Figure 2.8: Determinacy Examples
    1. External Determinacy:
      \begin{align*}
      i_e &= r - (3+ e_c) \\
      r &= 4, \; e_c = 1
      \end{align*}
      (The hinge on the left at the pin does not provide any additional equations of condition). Therefore, $i_e = 0$. Then, is this structure statically determinate? No, it is unstable because if we take a free-body diagram of the left side of the beam, and take a sum of moments about the center hinge, the sum of moments will be non-zero due to the vertical reaction at the left pin (but we know that it has to be zero due to the existence of the pin).
    2. Internal Determinacy:
      \begin{align*}
      i_e &= (3m+r) - (3j+e_c) \\
      m &= 2, \; r = 4, \; j = 3, \; e_c = 1
      \end{align*}
      (Again, the hinge on the left at the pin does not provide any additional equations of condition). Therefore,
      \begin{align*}
      3m+r = 10, \; 3j+e_c = 10, \text{ and } i_e = 0
      \end{align*}
      Then, is this structure statically determinate? No, it is unstable due to the same reason above.
    1. External Determinacy:
      \begin{align*}
      r = 3, \; e_c = 0
      \end{align*}
      Therefore, $i_e = 0$. Then is this structure statically determinate? No, because the reactions are concurrent through the pin on the right.
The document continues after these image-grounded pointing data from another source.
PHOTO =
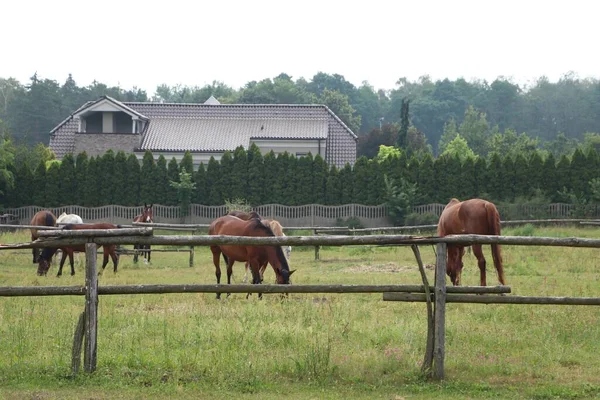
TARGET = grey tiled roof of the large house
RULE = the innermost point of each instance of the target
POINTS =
(219, 127)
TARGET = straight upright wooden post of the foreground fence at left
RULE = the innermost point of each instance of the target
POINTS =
(91, 308)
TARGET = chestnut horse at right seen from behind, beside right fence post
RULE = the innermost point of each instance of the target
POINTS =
(474, 216)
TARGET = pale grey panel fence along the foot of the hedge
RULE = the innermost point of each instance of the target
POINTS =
(309, 215)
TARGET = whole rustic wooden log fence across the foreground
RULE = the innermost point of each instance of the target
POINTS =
(435, 296)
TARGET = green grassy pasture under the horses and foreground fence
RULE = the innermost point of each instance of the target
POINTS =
(311, 346)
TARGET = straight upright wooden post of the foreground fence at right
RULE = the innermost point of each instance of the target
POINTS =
(439, 348)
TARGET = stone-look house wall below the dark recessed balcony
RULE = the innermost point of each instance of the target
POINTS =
(97, 144)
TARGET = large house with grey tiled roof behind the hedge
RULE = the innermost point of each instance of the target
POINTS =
(206, 130)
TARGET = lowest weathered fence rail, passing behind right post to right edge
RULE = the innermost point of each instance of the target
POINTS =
(477, 299)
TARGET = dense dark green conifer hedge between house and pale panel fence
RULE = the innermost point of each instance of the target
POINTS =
(392, 177)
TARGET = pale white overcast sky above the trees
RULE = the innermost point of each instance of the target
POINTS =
(193, 43)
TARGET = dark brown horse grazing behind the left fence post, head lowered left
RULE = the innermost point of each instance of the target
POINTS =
(108, 249)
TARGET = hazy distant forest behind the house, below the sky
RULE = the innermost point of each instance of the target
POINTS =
(554, 116)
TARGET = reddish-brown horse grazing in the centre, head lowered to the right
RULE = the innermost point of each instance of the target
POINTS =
(255, 255)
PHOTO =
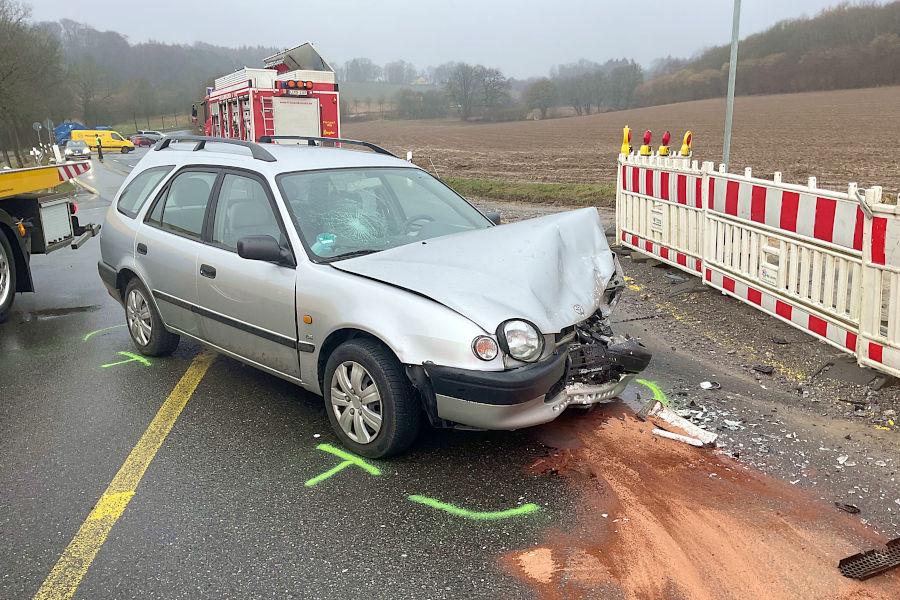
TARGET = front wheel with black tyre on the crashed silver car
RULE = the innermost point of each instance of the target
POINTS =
(370, 403)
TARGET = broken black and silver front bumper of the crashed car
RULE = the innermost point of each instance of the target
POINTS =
(538, 393)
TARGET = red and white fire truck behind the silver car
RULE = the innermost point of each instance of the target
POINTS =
(295, 94)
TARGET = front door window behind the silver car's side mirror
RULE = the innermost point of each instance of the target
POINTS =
(243, 209)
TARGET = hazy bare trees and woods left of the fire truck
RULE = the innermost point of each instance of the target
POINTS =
(68, 70)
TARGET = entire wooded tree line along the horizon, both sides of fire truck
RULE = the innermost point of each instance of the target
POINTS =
(67, 69)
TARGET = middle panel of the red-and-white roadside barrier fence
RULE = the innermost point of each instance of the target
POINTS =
(795, 250)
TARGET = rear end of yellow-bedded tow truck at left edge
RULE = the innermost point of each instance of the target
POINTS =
(36, 218)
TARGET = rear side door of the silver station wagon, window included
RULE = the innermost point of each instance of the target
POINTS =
(168, 241)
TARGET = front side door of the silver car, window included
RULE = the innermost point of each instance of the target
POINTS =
(247, 306)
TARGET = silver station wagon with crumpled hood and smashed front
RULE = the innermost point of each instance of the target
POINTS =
(362, 278)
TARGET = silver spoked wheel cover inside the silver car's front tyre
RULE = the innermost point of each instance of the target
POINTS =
(356, 402)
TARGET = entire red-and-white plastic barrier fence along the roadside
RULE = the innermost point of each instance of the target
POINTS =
(825, 262)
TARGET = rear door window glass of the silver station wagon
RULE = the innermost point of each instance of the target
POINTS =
(183, 208)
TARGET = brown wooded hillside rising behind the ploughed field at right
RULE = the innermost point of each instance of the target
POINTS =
(849, 46)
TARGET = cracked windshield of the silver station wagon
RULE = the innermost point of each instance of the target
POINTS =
(348, 212)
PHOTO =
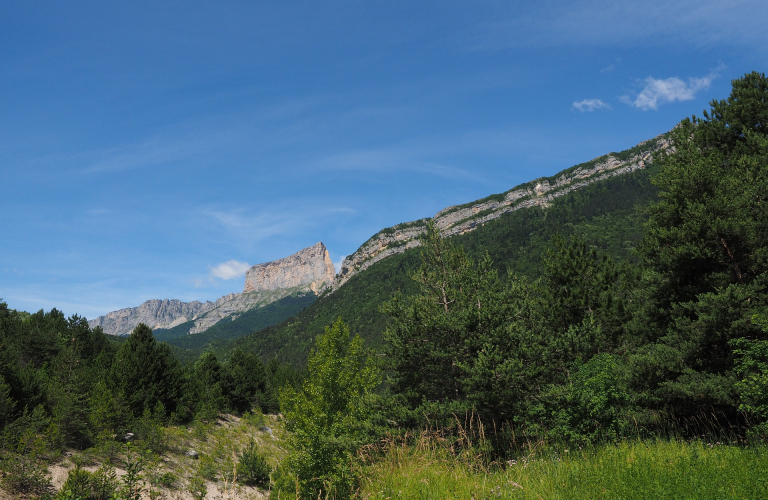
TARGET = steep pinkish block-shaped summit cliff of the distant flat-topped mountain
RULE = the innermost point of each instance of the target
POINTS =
(311, 266)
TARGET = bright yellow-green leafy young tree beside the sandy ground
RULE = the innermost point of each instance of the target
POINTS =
(328, 415)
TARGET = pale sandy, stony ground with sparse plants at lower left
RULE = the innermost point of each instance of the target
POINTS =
(230, 434)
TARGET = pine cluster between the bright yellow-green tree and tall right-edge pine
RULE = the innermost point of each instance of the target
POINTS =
(469, 337)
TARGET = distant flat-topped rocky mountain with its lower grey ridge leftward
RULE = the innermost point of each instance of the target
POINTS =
(308, 271)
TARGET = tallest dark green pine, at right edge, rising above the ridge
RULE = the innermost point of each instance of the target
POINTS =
(705, 254)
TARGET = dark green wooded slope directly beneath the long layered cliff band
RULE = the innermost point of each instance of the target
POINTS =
(608, 213)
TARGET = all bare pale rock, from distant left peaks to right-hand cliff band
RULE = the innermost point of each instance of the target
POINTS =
(311, 269)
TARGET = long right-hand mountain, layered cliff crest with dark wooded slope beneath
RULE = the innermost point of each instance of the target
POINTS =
(602, 200)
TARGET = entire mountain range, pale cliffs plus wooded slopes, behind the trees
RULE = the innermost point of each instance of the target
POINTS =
(597, 199)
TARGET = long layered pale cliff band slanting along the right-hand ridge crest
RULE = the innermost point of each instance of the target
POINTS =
(460, 219)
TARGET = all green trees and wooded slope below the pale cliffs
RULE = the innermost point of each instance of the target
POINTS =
(635, 308)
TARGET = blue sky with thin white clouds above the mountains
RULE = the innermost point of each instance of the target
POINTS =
(154, 149)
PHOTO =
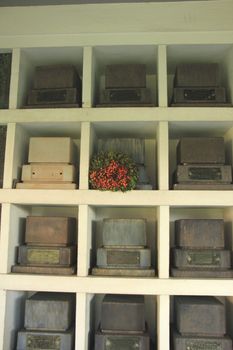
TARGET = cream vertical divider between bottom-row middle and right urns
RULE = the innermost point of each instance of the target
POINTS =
(163, 322)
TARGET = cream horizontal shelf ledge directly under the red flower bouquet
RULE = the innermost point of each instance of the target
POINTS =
(131, 198)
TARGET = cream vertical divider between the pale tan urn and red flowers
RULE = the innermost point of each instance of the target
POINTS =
(86, 148)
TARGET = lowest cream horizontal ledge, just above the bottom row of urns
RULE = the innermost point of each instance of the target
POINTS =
(146, 286)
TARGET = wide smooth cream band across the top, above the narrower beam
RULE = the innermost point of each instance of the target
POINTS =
(122, 18)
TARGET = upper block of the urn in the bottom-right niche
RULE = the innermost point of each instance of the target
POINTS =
(203, 316)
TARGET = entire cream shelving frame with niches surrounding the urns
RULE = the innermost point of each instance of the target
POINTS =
(91, 36)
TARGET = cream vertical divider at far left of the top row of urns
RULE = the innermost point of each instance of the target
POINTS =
(14, 82)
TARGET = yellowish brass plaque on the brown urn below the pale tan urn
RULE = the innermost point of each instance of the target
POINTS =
(45, 256)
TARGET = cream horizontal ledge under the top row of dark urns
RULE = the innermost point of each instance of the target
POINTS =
(130, 114)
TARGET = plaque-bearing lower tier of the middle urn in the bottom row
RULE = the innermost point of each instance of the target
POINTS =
(122, 341)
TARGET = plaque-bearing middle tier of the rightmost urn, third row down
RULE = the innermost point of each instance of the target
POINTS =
(201, 258)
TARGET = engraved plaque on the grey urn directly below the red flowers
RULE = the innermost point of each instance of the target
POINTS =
(123, 258)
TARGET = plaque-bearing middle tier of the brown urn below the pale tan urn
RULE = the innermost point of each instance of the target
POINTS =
(47, 256)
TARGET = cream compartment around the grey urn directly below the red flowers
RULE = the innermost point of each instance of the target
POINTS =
(91, 226)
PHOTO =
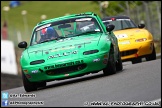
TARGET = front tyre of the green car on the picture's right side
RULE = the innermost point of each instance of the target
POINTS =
(111, 65)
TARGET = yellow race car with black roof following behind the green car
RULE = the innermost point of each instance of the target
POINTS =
(135, 42)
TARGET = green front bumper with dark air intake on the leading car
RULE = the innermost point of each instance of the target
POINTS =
(64, 70)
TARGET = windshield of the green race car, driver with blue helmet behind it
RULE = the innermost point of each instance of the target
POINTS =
(64, 29)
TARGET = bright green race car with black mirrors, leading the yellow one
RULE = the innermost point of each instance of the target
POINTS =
(67, 47)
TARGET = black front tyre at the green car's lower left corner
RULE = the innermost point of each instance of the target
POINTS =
(28, 86)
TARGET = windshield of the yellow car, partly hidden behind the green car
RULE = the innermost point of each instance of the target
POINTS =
(121, 24)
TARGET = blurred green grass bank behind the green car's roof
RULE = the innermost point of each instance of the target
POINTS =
(35, 9)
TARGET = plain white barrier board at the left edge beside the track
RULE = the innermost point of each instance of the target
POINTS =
(8, 58)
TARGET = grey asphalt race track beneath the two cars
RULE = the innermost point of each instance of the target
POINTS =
(138, 84)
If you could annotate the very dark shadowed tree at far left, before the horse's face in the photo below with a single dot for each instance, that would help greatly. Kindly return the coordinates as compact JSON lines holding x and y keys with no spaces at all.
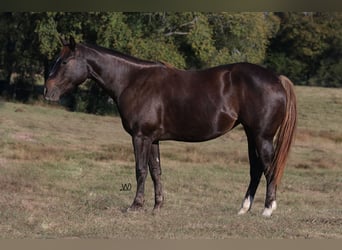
{"x":21,"y":54}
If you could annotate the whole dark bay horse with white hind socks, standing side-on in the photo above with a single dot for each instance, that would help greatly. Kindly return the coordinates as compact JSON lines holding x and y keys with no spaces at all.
{"x":158,"y":102}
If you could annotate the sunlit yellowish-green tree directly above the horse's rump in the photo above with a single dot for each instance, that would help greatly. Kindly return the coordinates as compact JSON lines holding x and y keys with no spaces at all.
{"x":242,"y":36}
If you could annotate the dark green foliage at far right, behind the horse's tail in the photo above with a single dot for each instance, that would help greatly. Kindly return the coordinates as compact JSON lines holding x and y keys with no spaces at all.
{"x":307,"y":48}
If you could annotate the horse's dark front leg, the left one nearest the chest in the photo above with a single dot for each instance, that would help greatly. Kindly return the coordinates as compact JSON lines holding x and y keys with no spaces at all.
{"x":142,"y":149}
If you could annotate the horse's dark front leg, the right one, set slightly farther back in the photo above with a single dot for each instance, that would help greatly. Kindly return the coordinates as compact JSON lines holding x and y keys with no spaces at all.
{"x":155,"y":171}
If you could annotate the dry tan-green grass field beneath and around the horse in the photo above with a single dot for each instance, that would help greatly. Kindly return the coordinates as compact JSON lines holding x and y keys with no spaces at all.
{"x":61,"y":174}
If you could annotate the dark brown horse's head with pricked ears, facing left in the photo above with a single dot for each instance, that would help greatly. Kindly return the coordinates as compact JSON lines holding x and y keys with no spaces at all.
{"x":68,"y":71}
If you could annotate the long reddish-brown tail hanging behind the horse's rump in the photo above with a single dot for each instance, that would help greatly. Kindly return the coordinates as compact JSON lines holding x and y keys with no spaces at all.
{"x":286,"y":131}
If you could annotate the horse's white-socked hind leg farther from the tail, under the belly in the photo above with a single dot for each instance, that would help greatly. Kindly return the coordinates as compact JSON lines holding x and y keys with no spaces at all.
{"x":256,"y":170}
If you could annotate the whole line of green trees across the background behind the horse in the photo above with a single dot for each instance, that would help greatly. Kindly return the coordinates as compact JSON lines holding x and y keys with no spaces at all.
{"x":305,"y":46}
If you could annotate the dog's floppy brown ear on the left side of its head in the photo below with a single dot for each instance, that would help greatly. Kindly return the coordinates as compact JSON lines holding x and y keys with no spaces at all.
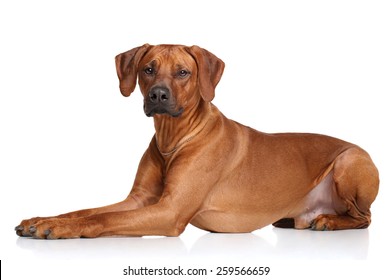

    2. Internal Determinacy:
      \begin{align*}
      m = 2, \; r = 3, \; j = 3, \; e_c = 0
      \end{align*}
      Therefore,
      \begin{align*}
      3m+r = 9 \text{ and } 3j+e_c = 9
      \end{align*}
      so the structure appears internally determinate, but it is still unstable due to the concurrent reactions.
    1. External Determinacy:
      \begin{align*}
      r = 3, \; e_c = 0
      \end{align*}
      Therefore, $i_e = 0$. Since there are no sources of instability, this structure is externally statically determinate.
    2. Internal Determinacy:
      \begin{align*}
      m = 6, \; r = 3, \; j = 6, \; e_c = 0
      \end{align*}
      Therefore,
      \begin{align*}
      3m+r = 21 \text{ and } 3j+e_c = 18
      \end{align*}
      so this structure is internally statically indeterminate to three degrees (or "3$^\circ$ S.I.").
    1. External Determinacy:
      \begin{align*}
      r = 5, \; e_c = 2
      \end{align*}
      Therefore, $i_e = 0$. Since there are no sources of instability, this structure is externally statically determinate.
    2. Internal Determinacy:
      \begin{align*}
      m = 5, \; r = 5, \; j = 6, \; e_c = 2
      \end{align*}
      Therefore,
      \begin{align*}
      3m+r = 20 \text{ and } 3j+e_c = 20
      \end{align*}
      so this structure is internally statically determinate (or "S.D.").